The fact is, one in six American children have special needs. That is 15 percent of our population. If, through your legislation, the federal government is to no longer require that states provide a fair and equal education to all its students, if IDEA goes the way of ESSA, if block grants replace Medicaid and families with differently abled children can no longer access vitally necessary social services, how can we raise our children to meaningful, productive lives?

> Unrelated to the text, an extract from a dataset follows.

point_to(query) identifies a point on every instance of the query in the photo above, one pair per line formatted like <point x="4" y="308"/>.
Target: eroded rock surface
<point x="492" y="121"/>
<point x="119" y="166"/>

My son is in first grade. He goes to a public school, in a mainstream classroom, and receives supports in order to do so, and he is a benefit and a joy to all who know him. We do not personally receive SSI, as my husband’s income puts us above the qualifying threshold. However, as California residents, we receive MediCal benefits, as well as IHSS assistance (which, in turn, is dependent on MediCal eligibility), which allows me to work part-time from home so that I can be the primary caregiver for our son and take him to the many therapy appointments he has each week. Some of our son’s therapies are not covered by our insurance, and because my husband runs his own business, we are not eligible to purchase durable medical equipment (DME) coverage, so we have had to purchase our son’s gait trainer, wheelchair, adaptive tricycle, and orthotics (which he outgrows yearly) out of pocket. Programs like Regional Center and California Children’s Services can offset some of this, provided that parents first spend some portion of their income on DME, and provided all other avenues are exhausted. But a child is only eligible for IHSS and CCS and other services so long as he or she continues to receive Medicaid/MediCal — so you can see how a radical Medicaid restructure threatens to pull the whole house down. My husband and I are privileged, white, middle-class parents with master’s degrees, and we struggle to stay afloat. Though we may not be personally affected by the suggested budget change to SSI, such a decision, should it be made, will in the end affect all of us.
Thank you for taking the time to read this letter. Please let me know how I can support you in upholding the educational, civil, and human rights of Americans of all abilities.